Saturday, September 6, 2014

WILLFUL IGNORANCE

Political parties matters. Polls can no longer predict how a candidate will vote by what he or she says on the campaign trail as they once did. In the “old days”, politicians were beholden to the voters in their districts. This populism was so because they depended on donations to finance their campaigns. Historically, there were no rules saying this but politicians were people who could most afford to campaign. They could ride horse back from town to town, which meant they could not be working; therefore, they had to depend on their personal fortune or the generosity of supporters to survive. Although most of us never think along these lines, this resulted in a narrowly focused group of people who could be political candidates; generally, they were not in the working class. They were the rich or were in the professions; lawyers seem to lead the pack with generals following closely.

Abraham Lincoln and Andrew Jackson are classic example of “anyone can be president”, but this is true only if we overlook the fact that they were exceptions; Lincoln became a lawyer when most lawyers were rich. Jackson was a general before becoming a farmer, but nonetheless, he was a rich farmer. In addition to candidate background, many other things influence party membership. Scientists seem to think that about 33% of a person’s political affiliation is associated with his or her genes that is, “political beliefs are innate”. I believe that nurturing plays a big part. Scientists partition the nurturing and nature affiliations by studying siblings and twins; thus, bury the positive nurturing affect of genetic “like” parents. This suggests to me that genetics pays a bigger part then scientists generally think, a belief I advance on this blog site.

In addition, to this there is the fact that many people vote in an illogical way. In a sense, they vote their innate feeling or their genes, which may be a vote against their own best interest. If people do something without explanation, in my opinion, one of the first places to look is the genome. Let me give an example:

Pollsters ask people if they support affordable health care. Well over 50% of the people support that program, a remarkable figure in the face of the massive hate “Obamacare” rhetoric. It is a standard response to deplore old age poverty and support Social Security. There is some anti social security program rhetoric but it is not as massive as in the current health care question. It harkens, back to residual hate for FDR’s social upheaval of the early 1930’s, the so-called “New Deal”. In addition, there are many other government programs with overwhelming public support, including such diverse things as food stamps and the Pentagon.  Now move to the budget. Polls show everyone wants a balanced budget, not by a slim margin but tremendously. The public overwhelmingly agree that “we the people” need to pay for what they buy. We collectively hate defect spending but we all do it; house mortgage, car loans, layaway programs. In other words, we understand finance.

Thus, poll results make it abundantly clear; we want the government to provide all these good things and we know we have to pay for them. It makes no sense to me that people cannot put these two things together. Frank Lutz has repeatedly shown this dichotomy of reason in focus groups, small groups of people who express opinion. The magic of focus groups is that the experimenter can select the political affiliation of the members in any one group. This is the exact opposite of polling; for example those poll results just referenced; most polltakers try to be honest and try to reach a cross-section of voter, which gives value to what they do.
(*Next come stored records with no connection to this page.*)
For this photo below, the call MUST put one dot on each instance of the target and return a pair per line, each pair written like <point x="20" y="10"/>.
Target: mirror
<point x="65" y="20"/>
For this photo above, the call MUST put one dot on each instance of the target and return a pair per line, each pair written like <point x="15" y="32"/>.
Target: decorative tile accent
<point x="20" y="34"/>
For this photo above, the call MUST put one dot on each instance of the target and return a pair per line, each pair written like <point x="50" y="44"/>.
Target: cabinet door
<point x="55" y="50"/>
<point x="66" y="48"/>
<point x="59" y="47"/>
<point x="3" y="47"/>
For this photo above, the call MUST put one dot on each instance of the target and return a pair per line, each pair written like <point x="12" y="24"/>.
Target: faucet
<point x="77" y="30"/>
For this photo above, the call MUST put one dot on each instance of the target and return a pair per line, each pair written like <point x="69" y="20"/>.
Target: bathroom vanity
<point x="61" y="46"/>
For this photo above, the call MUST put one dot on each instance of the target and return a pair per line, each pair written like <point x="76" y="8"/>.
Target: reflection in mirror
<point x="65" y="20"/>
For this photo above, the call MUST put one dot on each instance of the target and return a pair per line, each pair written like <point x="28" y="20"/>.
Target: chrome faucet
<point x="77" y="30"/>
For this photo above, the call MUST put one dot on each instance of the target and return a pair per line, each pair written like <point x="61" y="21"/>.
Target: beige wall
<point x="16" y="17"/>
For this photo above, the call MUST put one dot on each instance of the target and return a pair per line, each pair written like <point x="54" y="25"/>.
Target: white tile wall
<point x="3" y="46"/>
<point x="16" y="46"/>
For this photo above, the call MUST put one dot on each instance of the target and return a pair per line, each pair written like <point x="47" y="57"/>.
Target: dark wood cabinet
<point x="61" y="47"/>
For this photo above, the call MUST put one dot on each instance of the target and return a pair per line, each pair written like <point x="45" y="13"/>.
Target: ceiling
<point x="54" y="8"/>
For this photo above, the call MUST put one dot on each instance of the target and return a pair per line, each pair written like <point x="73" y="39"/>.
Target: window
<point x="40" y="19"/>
Focus group results are the exact opposite from polling results. When asked, regardless of political affiliation, people in focus groups overwhelmingly object to paying taxes, duties, fines, etc, which are answers in stark contrast to polling results in the sense that people want all the good things that government does for them but do not want to pay for them. This disconnect is covered up by innumerable schemes but the fact remains, we cannot have all the nice things we overwhelmingly want if we do not pay for them.

If we understand finance, how can it be that we do not want a debt yet do not want to pay taxes? The political fury around election time centers on this point with one huge caveat; Democrats want all these things and so do Republicans but neither Democrat nor Republican wants to pay for them. Listen during the campaign and you will hear political pendants say this in a hundred different ways; Democrats belong to a “tax and spend” party, Republicans claim to belong to a fiscally responsible party. It makes no sense that politicians deny the things they believe in. How can anyone, by any stretch of the imagination, living in a democracy, deny this? Nevertheless, as the poll results indicate, people vote for Republican candidates because they want all of these social programs and tell the people that they can have them without paying taxes. This is incredible but clearly falls in within the pattern predicted by Frank Lutz.


Apparently and in direct conflict with Republican campaign rhetoric, it seems that people in general think they can have expensive social programs without paying for them but so do people who know that is not reasonable; they say one thing and vote something else. Why? It makes no sense. Their votes prove this beyond reasonable doubt. What it also proves is that they vote the way they do because they want to hang on to their money—they earned it so they want to keep it. As the polls show, selfishness is innate in the great majority of all of us. It is the three billion year old “red in tooth and claw survival”; clearly, bestial survival of the fittest means survival of the ones that have the most. Call it willful ignorance if you want. As a Democrat, I believe that is carrying conservatism too far; I feel our humanization has moved us beyond that, at least some of us.